The Ontario Securities Commission (OSC) has released the September 2016 edition of the Investment Funds Practitioner (the Practitioner), which provides an overview of recent issues arising from applications for exemptive relief, prospectuses and continuous disclosure documents filed by investment funds. This legal update summarizes a select number of key issues contained in the Practitioner.

Currency-hedged series

Pursuant to National Instrument 81-102 - Investment Funds, each class or series of a fund that is referable to a separate portfolio of assets is considered to be a separate fund. Despite the fact that gains and losses associated with the derivatives used to deliver currency hedging for a hedged series are referable only to the hedged series and not to all series of a fund, hedged series of a fund have historically not been treated as a separate fund by the OSC.

However, the OSC has recently seen instances of all or substantially all of the foreign currency exposure associated with a fund’s portfolio not being hedged by a hedged series (for example, a hedged series employing discretionary currency hedging where a manager hedges anywhere from 0% to 100% of the hedged series’ foreign currency exposure or different hedged series within a fund having differing levels of discretionary currency hedging). Where all or substantially all of the foreign currency exposure associated with a fund’s portfolio is not being hedged by a hedged series then the OSC may question a manager as to whether it is appropriate to consider the hedged series to be a separate fund.

In addition, the OSC has advised that it will begin requesting, as part of its prospectus reviews, that a fund with a hedged series include in its prospectus disclosure that prior approval of securityholders of the hedged series will be obtained before the currency hedging strategy of the hedged series is changed.

Fund-of-funds disclosure of fees and expenses

The OSC has advised that managers should “look-through” the expenses in fund-of-funds when calculating the management expense ratio (MER) and the trading expense ratio for top funds, including top funds that invest in mutual funds and ETFs that are managed by third parties. With respect to expenses of underlying funds managed by third parties, the OSC expects managers to use reasonable estimates.
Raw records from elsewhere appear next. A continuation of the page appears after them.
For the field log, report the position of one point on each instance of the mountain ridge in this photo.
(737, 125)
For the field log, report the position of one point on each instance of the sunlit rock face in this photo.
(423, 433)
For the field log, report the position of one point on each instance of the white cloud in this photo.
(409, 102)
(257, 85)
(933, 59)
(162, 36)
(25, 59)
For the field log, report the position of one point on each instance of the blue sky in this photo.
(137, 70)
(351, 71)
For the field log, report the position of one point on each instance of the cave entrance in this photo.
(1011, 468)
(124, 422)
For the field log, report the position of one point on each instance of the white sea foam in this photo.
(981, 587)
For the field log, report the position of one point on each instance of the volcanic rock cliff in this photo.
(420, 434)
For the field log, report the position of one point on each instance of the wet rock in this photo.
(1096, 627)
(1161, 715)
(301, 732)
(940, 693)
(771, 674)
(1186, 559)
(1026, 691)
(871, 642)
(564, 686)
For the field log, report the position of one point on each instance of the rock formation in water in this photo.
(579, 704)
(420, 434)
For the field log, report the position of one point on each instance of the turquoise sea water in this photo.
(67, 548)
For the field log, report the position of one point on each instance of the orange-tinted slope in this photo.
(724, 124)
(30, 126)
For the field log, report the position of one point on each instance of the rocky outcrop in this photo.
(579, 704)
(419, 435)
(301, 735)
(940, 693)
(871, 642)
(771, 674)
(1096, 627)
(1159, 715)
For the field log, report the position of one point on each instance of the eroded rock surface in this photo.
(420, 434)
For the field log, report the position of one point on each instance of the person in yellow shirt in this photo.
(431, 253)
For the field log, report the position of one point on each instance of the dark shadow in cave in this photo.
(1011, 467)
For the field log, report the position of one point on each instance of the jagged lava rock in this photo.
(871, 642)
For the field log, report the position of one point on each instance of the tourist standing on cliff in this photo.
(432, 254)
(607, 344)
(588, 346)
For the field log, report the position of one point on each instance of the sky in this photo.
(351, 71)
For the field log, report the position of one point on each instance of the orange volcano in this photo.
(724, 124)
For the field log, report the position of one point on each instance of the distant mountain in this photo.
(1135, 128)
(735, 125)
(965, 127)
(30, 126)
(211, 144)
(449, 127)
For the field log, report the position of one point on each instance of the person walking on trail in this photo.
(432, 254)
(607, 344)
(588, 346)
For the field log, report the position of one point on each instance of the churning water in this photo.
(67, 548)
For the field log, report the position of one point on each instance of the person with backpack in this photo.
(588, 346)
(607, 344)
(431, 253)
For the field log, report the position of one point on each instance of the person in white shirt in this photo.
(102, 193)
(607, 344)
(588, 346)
When providing disclosure in a prospectus for a fund-of-funds the OSC expects top funds to provide adequate information so that investors are made aware of the impact that the expected management fees of underlying funds will have on the MER of the top fund. For example, it is inappropriate to only disclose a minimal management fee for a top fund where the underlying funds in which it will invest have higher management fees, particularly for a new top fund that does not have a historical MER. Instead, prospectus disclosure outlining the fact that the underlying funds may have higher management fees should also be included.

IRC reporting under Section 4.5 of NI 81-107

Pursuant to section 4.5 of National Instrument 81-107 - Independent Review Committee for Investment Funds an Independent Review Committee (IRC) must provide notice to a fund’s principal regulator when the IRC becomes aware of any instance in which the manager of the fund acted in certain conflict of interest matters but did not comply with a condition imposed by securities legislation or any IRC approval.

The OSC has advised that a materiality threshold should not be applied to the IRC’s reporting obligations – any instance involving a breach that an IRC becomes aware of (even a breach that the manager and the IRC do not believe is material) must be reported to the fund’s principal regulator. The Practitioner outlines the OSC’s expectations regarding the content of a letter reporting a breach.